Родилась в Петербурге. Училась на Аларчинских женских курсах (1869-70). Член
кружка чайковцев. Участница "хождения в народ", в январе 1874 впервые
арестована. На "процессе 193-х" оправдана (январь 1878). Летом 1878
отправлена в административную ссылку в Олонец. губ. По пути в ссылку бежала
в июле 1878 г. Член „Земли и Воли" и И. К. „Народной Воли". Арест. 10 марта
1881 г., по процессу первомартовцев казнена 3 апр.
Перовская о себе
Ч.Ломброзо:
"Считаю несомненным тот факт, что истинные революционеры, инициаторы
великих научных и политических переворотов, вносящие действительный прогресс
в человечество, почти всегда бывают людьми гениальными или святыми и
обладают удивительно гармоничной физиономией. Какие благородные лица у
...Мадзини, Гарибальди... Перовской и Веры Засулич."

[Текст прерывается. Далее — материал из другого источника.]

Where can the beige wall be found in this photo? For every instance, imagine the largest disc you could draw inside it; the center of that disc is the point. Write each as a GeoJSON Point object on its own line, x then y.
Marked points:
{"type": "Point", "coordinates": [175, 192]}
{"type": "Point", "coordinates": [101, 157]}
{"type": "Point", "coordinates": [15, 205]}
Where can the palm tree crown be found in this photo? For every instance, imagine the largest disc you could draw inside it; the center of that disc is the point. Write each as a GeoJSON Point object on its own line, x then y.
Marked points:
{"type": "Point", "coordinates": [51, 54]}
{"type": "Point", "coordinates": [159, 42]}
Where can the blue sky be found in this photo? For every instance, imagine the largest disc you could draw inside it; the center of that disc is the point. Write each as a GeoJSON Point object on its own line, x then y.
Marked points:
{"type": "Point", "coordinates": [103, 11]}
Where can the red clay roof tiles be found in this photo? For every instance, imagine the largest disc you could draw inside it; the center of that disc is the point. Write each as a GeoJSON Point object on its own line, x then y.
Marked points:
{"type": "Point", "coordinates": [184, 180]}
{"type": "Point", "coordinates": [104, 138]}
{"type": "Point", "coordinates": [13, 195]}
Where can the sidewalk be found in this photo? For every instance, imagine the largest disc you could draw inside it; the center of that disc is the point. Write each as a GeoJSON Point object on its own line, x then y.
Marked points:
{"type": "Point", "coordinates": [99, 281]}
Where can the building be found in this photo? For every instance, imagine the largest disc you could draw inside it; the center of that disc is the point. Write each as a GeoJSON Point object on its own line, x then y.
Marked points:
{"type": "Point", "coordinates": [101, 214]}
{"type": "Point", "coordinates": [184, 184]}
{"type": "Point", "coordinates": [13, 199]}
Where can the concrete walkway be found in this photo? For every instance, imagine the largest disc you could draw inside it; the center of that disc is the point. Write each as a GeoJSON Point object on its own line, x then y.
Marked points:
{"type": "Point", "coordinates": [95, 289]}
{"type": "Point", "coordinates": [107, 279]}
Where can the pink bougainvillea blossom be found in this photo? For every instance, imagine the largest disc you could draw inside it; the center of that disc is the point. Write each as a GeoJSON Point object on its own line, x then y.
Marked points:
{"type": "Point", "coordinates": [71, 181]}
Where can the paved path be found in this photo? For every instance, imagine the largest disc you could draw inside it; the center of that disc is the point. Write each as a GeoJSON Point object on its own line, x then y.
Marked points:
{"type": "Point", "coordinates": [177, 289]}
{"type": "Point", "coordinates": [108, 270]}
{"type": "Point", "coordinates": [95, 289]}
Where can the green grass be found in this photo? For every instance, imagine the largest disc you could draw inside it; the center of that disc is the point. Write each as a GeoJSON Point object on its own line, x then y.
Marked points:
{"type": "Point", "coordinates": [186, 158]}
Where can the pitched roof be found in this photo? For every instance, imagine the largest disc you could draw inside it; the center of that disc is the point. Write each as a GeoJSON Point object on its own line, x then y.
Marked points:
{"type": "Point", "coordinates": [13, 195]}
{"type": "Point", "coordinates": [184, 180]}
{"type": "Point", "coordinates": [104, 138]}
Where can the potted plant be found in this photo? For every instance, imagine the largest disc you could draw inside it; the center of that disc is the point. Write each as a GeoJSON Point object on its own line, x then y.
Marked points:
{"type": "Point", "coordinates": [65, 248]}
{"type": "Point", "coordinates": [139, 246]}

Е.Н.Ковальская, конец 60-х гг:
"...Очень молоденькая девушка, скорее девочка, выделявшаяся между другими
особой простотой костюма: серое скромное как будто еще гимназическое
форменное платье с белым небольшим воротничком, сидело на ней как-то
неуклюже: видно было полное отсутствие заботы о своей внешности. Первое, что
бросалось в глаза,— это необыкновенно большой высокий и широкий лоб, который
так премировал в маленьком кругленьком личике, что все остальное, как-то
стушевывалось.
Всматриваясь в неё, я увидела под большим лбом серо-голубые глаза с,
несколько опущенными к вискам веками, смотревшие немного исподлобья с
недоверчивым выражением: В глазах была какая то упорная непреклонность.
Маленький детский рот во время молчания, был крепко сжат, как бы из боязни
сказать что-нибудь лишнее. Лицо было глубоко вдумчиво и серьезно. От всей
фигуры веяло аскетизмом - монашеством.
Перовская относилась к занятиям очень серьезно. Вдумчиво останавливаясь на
каждой мысли, она развивала ее, возражая то Миллю, то Чернышевскому. Видно
было, как умственная работа сама по себе, не только как средство для чего то
дальнейшего - захватывала ее и доставляла наслаждение. Но это продолжалось
недолго. Перовская стала приходить на чтение чем то озабоченная и
рассеянная. Придя как то раз очень расстроенной, изменив своей обычной
сдержанности и замкнутости, она сообщила мне о своем неприятном личном
положении. Она очень близка с матерью, которая ее понимает, и. в то же время
в очень обостренных отношениях с отцом, который возмущен ее стремлением
вырваться из душной атмосферы их семейной жизни. Теперь он хочет водворить
ее в лоно семьи, чего она очень боится и потому находится в полулегальном
положении, проживая у разных знакомых."
С. Иванова о Перовской.
М.Ф.Фроленко:
"...В одном разговоре Перовская явилась не только завзятой народницей, но
еще и русачкой. Все русское — народ, Волга, Жигулевские на ней горы, русские
песни — все это она ставила выше малороссийского и не раз вступала в горячие
споры, отстаивая свои симпатии. Землевольческие народники как раз и
действовали в ее излюбленных местах. Не будь на ее плечах дела с централкой,
она, вероятно, и сама была бы там. К тому же всем известно было, что она
почему-то недолюбливала так называемых «троглодитов», и это сохранилось у
нее и тогда, когда уцелевшая их часть стала землевольческой. А ими-то и
устраивался Липецкий съезд. Все это и было причиной, почему я не пригласил
Перовскую, а вместе с ней и Татьяну Ивановну. Их надо было приглашать обеих
или ни одной. После мои соображения оказались неправильными. Соня, оставаясь
в душе народницей, в то время находила новое направление настолько
отвечающим требованиям и запросам жизни, что не только пристала к нему, но и
пошла впереди, отлично справляясь со своими симпатиями к народничеству и
антипатиями к отдельным лицам."
Е.Н.Ковальская:
"В конце зимы 79 г. один рабочий из кружка, который я организовала в
Харькове, пришел мне сказать, что какая то, видимо, революционерка очень
хочет меня видеть, но ей не дают мой адрес, не зная — можно ли это сделать.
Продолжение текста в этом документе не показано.